5 Toen ontstak Davids toorn zeer tegen dien man; en hij zeide tot Nathan: Zo waarachtig als de HEERE leeft, de man, die dat gedaan heeft, is een kind des doods!
Or, fortement irrité d’indignation contre cet homme, David dit: Le Seigneur vit! c’est un fils de mort, l’homme qui a fait cela.
6 En dat ooilam zal hij viervoudig wedergeven, daarom dat hij deze zaak gedaan, en omdat hij niet verschoond heeft.
Il rendra la brebis au quadruple, parce qu’il a fait cette action, et qu’il n’a pas épargné la pauvreté.

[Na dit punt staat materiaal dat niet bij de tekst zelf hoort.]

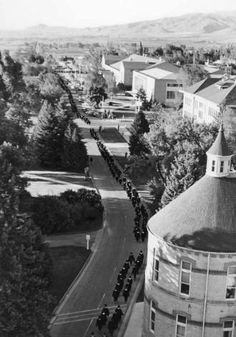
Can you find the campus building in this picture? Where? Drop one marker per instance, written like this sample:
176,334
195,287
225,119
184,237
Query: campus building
203,100
123,69
160,82
190,277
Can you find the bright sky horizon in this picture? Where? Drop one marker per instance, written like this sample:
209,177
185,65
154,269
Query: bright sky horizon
20,14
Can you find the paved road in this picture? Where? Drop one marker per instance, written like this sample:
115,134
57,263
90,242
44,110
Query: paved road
79,312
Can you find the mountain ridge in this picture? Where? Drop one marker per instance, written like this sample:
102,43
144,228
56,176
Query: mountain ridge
219,26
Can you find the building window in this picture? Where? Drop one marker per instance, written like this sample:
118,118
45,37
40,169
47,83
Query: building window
155,276
174,85
187,100
228,329
181,325
152,316
221,166
170,95
213,165
231,283
185,276
212,112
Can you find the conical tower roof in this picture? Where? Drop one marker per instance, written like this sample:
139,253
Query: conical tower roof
220,146
204,216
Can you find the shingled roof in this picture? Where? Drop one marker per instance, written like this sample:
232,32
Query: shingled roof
202,218
220,146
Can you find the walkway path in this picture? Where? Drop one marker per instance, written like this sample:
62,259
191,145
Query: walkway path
115,241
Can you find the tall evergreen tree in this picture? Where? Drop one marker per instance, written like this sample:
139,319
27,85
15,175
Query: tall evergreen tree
49,135
74,151
24,262
185,171
140,124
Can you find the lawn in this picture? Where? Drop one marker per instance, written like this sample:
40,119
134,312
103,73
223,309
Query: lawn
67,263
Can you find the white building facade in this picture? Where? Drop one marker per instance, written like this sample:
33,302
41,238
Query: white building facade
190,277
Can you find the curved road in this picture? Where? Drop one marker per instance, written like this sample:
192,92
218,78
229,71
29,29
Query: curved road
78,314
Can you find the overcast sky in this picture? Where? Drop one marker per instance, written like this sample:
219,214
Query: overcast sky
15,14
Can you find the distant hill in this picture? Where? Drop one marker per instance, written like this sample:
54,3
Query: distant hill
220,27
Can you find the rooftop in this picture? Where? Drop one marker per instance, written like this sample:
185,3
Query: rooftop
162,70
202,218
220,146
215,90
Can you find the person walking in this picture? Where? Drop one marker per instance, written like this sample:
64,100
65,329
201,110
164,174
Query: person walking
134,272
99,323
126,294
119,311
111,327
131,258
115,295
106,310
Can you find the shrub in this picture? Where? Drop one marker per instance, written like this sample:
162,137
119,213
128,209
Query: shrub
51,214
68,212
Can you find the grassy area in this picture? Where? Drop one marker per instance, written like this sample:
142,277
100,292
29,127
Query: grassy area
112,135
67,263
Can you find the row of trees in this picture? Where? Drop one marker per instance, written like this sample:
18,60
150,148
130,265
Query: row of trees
174,150
70,211
25,265
25,303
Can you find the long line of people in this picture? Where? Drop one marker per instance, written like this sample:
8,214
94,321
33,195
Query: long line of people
122,282
74,108
141,214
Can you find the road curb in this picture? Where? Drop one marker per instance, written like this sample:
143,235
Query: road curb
74,283
126,319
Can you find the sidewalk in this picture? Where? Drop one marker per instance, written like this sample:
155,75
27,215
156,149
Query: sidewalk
135,325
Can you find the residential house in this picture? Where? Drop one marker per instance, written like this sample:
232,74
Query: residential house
203,100
160,82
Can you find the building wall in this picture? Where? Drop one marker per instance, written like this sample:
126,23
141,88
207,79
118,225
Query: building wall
128,70
168,300
145,82
161,89
199,108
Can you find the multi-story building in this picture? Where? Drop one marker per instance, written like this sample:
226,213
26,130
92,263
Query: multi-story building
203,100
160,82
123,69
190,278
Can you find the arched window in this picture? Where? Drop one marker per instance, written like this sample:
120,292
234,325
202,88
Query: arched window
213,165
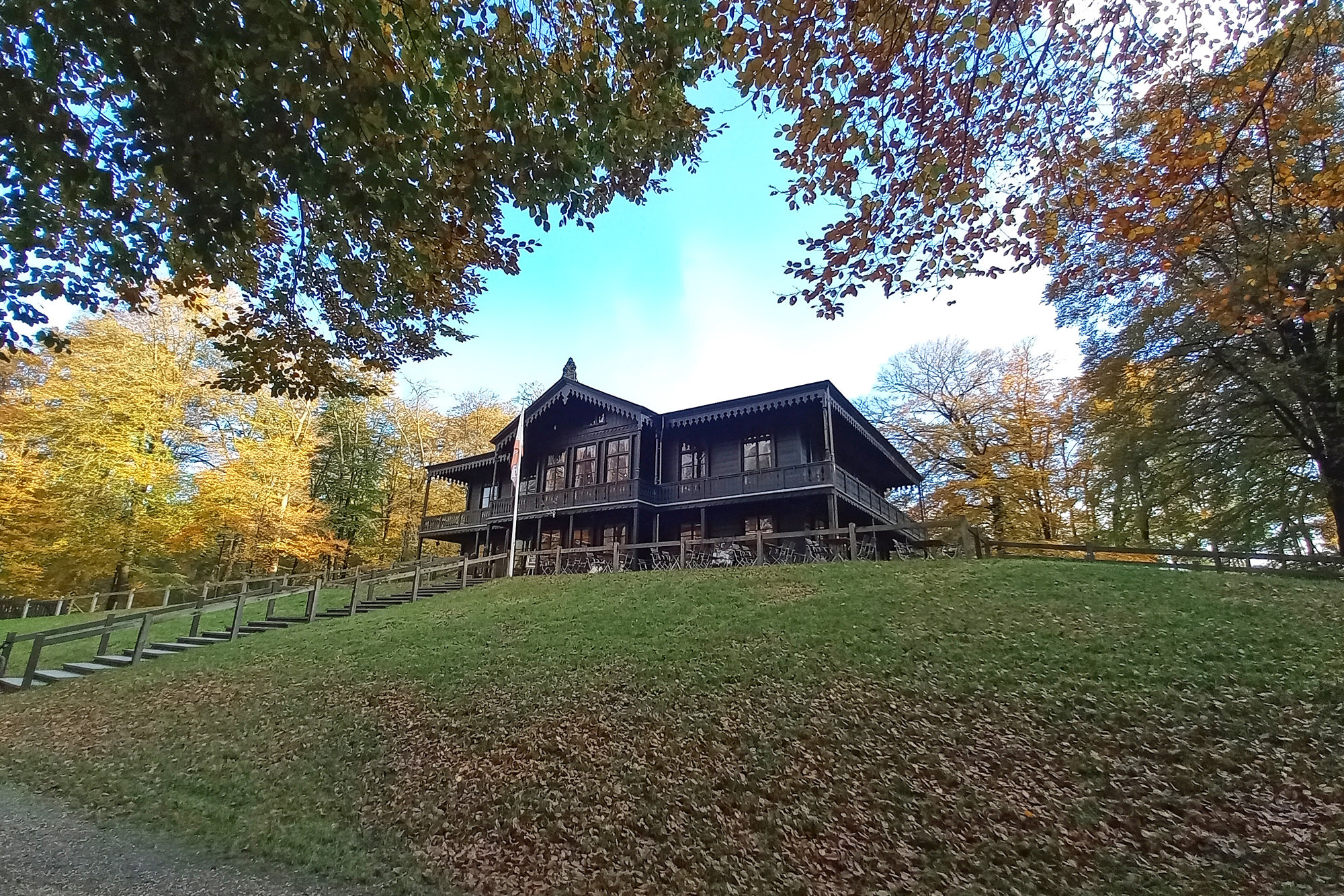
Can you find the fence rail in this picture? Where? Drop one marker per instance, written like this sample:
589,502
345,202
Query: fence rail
419,573
1221,561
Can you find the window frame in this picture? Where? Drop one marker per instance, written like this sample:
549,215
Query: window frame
700,463
575,471
752,452
618,456
558,461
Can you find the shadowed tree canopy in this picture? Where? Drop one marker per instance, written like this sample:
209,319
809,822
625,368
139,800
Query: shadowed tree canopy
947,131
343,163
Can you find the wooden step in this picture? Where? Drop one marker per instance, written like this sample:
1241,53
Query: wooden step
56,675
85,668
150,654
17,684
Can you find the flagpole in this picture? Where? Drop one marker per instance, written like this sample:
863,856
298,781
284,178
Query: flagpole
517,478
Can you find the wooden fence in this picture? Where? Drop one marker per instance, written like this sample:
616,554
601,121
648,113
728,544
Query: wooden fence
1179,558
420,574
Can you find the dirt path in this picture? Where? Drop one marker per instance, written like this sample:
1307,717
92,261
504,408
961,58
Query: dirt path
48,850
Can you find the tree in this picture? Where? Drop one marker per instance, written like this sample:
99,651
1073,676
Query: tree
1210,237
345,165
948,131
92,456
993,432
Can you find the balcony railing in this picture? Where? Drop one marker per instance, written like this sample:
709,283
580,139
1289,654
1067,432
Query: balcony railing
779,479
782,479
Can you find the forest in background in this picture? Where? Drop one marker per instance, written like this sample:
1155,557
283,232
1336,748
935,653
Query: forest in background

7 Toen zeide Nathan tot David: Gij zijt die man! Zo zegt de HEERE, de God Israels: Ik heb u ten koning gezalfd over Israel, en Ik heb u uit Sauls hand gered;
Alors Nathan dit à David: C’est vous qui êtes cet homme. Voici ce que dit le Seigneur Dieu d’Israël: C’est moi qui t’ai oint roi sur Israël, et moi qui t’ai délivré de la main de Saül;
8 En Ik heb u uws heren huis gegeven, daartoe uws heren vrouwen in uw schoot, ja, Ik heb u het huis van Israel en Juda gegeven; en indien het weinig is, Ik zou u alzulks en alzulks daartoe doen.
Et je t’ai donné la maison de ton seigneur et les femmes de ton seigneur sur ton sein; je t’ai donné aussi la maison d’Israël et de Juda; et si ce sont là de petites choses, je t’en aurais ajouté de beaucoup plus grandes.

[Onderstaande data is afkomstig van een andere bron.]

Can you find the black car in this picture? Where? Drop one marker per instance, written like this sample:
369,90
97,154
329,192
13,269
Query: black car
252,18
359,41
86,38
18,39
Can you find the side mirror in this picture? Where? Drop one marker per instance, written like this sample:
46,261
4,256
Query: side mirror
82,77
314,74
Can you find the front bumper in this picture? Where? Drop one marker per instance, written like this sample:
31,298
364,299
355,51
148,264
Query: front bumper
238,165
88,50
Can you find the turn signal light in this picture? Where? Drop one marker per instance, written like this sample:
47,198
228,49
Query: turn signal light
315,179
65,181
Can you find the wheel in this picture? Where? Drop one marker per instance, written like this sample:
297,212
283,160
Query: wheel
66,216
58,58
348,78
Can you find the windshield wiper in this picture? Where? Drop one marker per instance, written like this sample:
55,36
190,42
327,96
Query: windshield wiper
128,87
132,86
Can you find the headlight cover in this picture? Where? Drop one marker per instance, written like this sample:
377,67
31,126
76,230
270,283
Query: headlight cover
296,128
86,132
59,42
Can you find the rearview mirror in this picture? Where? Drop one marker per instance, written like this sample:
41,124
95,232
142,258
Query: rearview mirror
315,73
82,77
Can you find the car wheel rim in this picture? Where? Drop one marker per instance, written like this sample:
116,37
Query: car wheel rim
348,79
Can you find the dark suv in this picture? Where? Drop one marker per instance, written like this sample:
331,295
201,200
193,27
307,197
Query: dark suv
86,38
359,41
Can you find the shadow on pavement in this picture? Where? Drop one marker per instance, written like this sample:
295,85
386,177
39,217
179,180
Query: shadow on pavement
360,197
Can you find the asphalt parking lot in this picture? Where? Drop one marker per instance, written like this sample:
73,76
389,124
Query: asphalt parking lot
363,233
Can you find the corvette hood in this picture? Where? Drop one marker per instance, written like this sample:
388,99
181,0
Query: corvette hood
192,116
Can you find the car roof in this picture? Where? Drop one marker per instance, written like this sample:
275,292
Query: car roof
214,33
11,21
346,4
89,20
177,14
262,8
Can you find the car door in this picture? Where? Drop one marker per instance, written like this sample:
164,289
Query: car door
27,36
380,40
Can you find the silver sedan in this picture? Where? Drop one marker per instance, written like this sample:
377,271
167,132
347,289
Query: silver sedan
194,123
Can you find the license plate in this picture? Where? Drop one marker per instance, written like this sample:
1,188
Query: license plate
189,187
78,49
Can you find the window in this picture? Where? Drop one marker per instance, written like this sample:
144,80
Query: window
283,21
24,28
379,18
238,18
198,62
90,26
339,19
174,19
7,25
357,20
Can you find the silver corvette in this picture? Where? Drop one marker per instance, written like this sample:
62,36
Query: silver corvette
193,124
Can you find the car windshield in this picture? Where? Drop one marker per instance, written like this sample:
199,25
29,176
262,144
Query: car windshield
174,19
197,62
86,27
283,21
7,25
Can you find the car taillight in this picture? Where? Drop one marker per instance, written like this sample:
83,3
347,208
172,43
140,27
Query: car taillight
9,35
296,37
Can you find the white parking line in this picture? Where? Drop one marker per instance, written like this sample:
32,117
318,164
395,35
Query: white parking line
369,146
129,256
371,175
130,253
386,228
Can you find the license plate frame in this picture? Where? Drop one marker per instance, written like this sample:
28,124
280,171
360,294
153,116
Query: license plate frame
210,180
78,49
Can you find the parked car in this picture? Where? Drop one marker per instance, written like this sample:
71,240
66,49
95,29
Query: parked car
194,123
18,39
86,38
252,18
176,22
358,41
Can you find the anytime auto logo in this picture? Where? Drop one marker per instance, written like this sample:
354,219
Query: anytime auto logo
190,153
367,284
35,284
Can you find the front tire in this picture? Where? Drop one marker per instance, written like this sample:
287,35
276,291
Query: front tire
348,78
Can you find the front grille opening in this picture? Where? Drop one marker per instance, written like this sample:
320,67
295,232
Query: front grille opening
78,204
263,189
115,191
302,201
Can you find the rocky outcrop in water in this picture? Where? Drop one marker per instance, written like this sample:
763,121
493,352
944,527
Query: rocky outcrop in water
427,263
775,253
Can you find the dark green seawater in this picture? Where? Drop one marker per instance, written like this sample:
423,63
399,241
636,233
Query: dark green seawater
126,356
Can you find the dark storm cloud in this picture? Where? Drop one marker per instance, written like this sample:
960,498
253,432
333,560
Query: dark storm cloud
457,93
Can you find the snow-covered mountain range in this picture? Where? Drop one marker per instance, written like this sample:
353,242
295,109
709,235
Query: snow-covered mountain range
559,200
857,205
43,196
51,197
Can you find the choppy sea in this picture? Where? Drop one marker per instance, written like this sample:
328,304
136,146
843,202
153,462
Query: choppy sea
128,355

9 Waarom hebt gij dan het woord des HEEREN veracht, doende wat kwaad is in Zijn ogen? Gij hebt Uria, den Hethiet, met het zwaard verslagen, en zijn huisvrouw hebt gij u ter vrouwe genomen; en hem hebt gij met het zwaard van de kinderen Ammons doodgeslagen.
Pourquoi donc as-tu méprisé la parole du Seigneur pour faire le mal en ma présence? Tu as frappé du glaive Urie, l’Héthéen, tu as pris sa femme pour en faire ta femme, et tu l’as tué par le glaive des enfants d’Ammon.
10 Nu dan, het zwaard zal van uw huis niet afwijken tot in eeuwigheid; daarom dat gij Mij veracht hebt, en de huisvrouw van Uria, den Hethiet, genomen hebt, dat zij u ter vrouwe zij.
Pour cette raison le glaive ne s’éloignera jamais de ta maison, parce que tu m’as méprisé, et que tu as enlevé la femme d’Urie, l’Héthéen, afin qu’elle fût ta femme.
11 Zo zegt de HEERE: Zie, Ik zal kwaad over u verwekken uit uw huis, en zal uw vrouwen nemen voor uw ogen, en zal haar aan uw naaste geven; die zal bij uw vrouwen liggen, voor de ogen dezer zon.
C’est pourquoi voici ce que dit le Seigneur: Voilà que moi je susciterai sur toi du mal de ta propre maison; et j’enlèverai tes femmes à tes yeux, et je les donnerai à ton prochain, et il dormira avec tes femmes aux yeux de ce soleil.
12 Want gij hebt het in het verborgen gedaan; maar Ik zal deze zaak doen voor gans Israel, en voor de zon.
Car toi tu as agi secrètement; mais moi, j’accomplirai cette parole en la présence de tout Israël, et en la présence du soleil.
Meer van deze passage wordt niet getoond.